La Minerve (/fr/) is a village and municipality in the Laurentides region of Quebec, Canada, part of the Les Laurentides Regional County Municipality.

Located in the Laurentian Mountains, La Minerve is still fairly forested and covered with many lakes, notably Chapleau, Désert, and La Minerve Lakes. Its southern portion is part of the Papineau-Labelle Wildlife Reserve. The area is popular for cottage vacationing. In the summer, the small local population swells with nearly 15,000 tourists.

==History==
Before the arrival of missionary colonizer Antoine Labelle, journalists of the Montreal newspaper "La Minerve" explored this region between 1880 and 1885. At that time, the Club Island was known as "Governor Island" and belonged to Sir Joseph-Adolphe Chapleau, controller of the newspaper. Afterwards, employees of La Minerve began to strongly encourage the settlement of the area which came to be named after this newspaper. The 30 January 1886 edition of La Minerve reported:

"From Iroquois Chute, you can go on a good road to Minerva Township, where there are several inhabitants and where the chapel, the sawmill needs to be built soon. The site of the village is wonderful. At two miles away, opposite Lake Desert, is Chapleau Lake, one of the most beautiful lakes in this region. There is a beautiful island of 3200 acres of land, fertile and well wooded, which belongs to the Honorable Secretary of State. There is enough to make a princely mansion and enjoy in summer all the benefits of country life and the most beautiful lakes."

During the years 1880 to 1890, the government granted the first land concessions. The first settler, Isaac Grégoire, arrived in 1885, and in the fall of the same year, notary Joseph Lefebvre, from Waterloo in the Eastern Townships, and some of his friends came to the area taking possession of some lots in La Minerve. Lefebvre opened a flour mill and a sawmill on the shores of Lake Desert.

In 1892, the Township of La Minerve and its township municipality were formed. In 1896, the post office opened, named Minerve (but renamed to La Minerve in 1949). In 1897, there were 331 acre under cultivation, 13 houses, 4 barns, 40 arpents of fencing (about 2.34 km). Twenty years later in 1917, there were 125 families with a total of 677 inhabitants.

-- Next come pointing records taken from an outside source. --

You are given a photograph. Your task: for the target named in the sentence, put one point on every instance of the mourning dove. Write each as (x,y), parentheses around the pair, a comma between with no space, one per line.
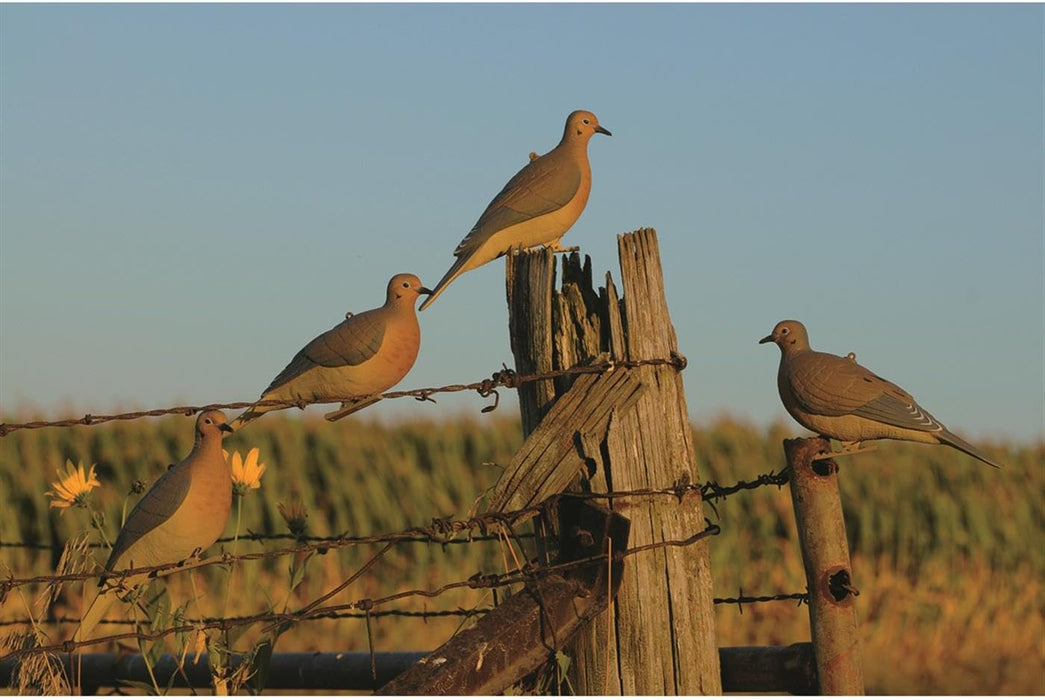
(184,513)
(536,207)
(837,397)
(364,354)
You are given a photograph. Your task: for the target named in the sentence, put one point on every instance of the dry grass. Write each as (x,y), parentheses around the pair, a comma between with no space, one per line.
(948,555)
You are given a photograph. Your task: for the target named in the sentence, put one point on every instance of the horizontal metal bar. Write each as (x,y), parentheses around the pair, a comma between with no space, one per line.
(744,670)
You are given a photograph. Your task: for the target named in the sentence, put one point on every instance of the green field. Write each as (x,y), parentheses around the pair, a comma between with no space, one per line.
(948,554)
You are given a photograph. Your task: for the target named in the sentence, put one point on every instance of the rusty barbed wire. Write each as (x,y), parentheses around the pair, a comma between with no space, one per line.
(506,377)
(455,612)
(710,490)
(741,600)
(479,581)
(265,537)
(442,531)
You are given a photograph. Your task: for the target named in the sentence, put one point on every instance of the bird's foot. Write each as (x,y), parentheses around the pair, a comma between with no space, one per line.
(848,448)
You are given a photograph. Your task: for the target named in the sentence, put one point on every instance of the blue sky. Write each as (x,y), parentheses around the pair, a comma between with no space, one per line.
(189,193)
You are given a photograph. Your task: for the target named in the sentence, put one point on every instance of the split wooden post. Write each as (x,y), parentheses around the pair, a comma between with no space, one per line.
(829,572)
(658,637)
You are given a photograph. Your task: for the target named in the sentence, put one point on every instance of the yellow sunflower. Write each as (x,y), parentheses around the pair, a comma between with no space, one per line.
(246,473)
(73,487)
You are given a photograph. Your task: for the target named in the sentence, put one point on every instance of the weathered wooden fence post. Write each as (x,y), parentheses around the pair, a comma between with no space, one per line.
(821,533)
(658,637)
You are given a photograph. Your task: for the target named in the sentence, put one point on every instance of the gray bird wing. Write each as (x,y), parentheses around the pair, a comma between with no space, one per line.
(541,186)
(827,384)
(155,508)
(352,342)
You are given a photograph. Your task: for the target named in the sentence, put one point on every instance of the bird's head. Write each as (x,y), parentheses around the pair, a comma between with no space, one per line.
(789,335)
(212,422)
(405,287)
(583,124)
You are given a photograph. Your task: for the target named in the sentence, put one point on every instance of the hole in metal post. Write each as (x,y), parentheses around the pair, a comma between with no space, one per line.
(840,585)
(825,467)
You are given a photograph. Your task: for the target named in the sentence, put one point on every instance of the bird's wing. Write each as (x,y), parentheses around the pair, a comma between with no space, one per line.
(542,186)
(155,508)
(352,342)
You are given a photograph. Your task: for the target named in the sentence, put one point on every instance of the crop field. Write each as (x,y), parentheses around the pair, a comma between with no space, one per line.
(949,555)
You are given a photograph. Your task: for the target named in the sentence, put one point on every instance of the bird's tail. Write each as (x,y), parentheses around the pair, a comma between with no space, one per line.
(450,275)
(949,438)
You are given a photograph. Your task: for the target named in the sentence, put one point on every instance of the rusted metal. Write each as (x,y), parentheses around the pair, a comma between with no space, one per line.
(829,572)
(744,670)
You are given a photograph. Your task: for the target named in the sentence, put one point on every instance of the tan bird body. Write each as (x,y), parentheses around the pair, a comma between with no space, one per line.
(365,354)
(836,397)
(183,513)
(536,207)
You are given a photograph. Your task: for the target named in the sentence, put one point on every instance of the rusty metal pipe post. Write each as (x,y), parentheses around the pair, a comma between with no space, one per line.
(825,551)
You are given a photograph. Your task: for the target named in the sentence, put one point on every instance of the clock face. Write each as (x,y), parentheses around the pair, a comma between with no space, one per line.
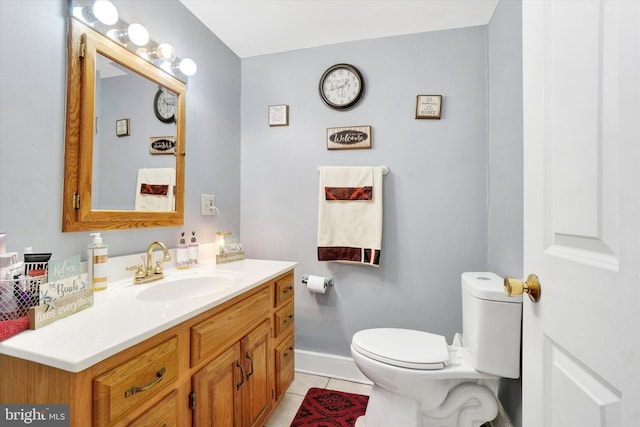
(165,105)
(341,86)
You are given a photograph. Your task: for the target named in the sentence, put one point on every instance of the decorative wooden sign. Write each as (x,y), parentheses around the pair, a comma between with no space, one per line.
(352,137)
(53,310)
(229,257)
(162,145)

On January 1, 1995, La Minerve absorbed the unorganized territories of Lac-Marie-Le Franc and Lac-aux-Castors located in the Labelle and Gagnon townships, but subsequently lost about 20 km2 to the Municipality of Labelle. In 1998, the Township Municipality of La Minerve obtained a new legal status and became the Municipality of La Minerve.

==Demographics==
===Population===

Mother tongue (2021):
- English as first language: 5.3%
- French as first language: 91.2%
- English and French as first language: 1.4%
- Other as first language: 1.4%

==Education==

Sainte Agathe Academy (of the Sir Wilfrid Laurier School Board) in Sainte-Agathe-des-Monts serves English-speaking students in this community for both elementary and secondary levels.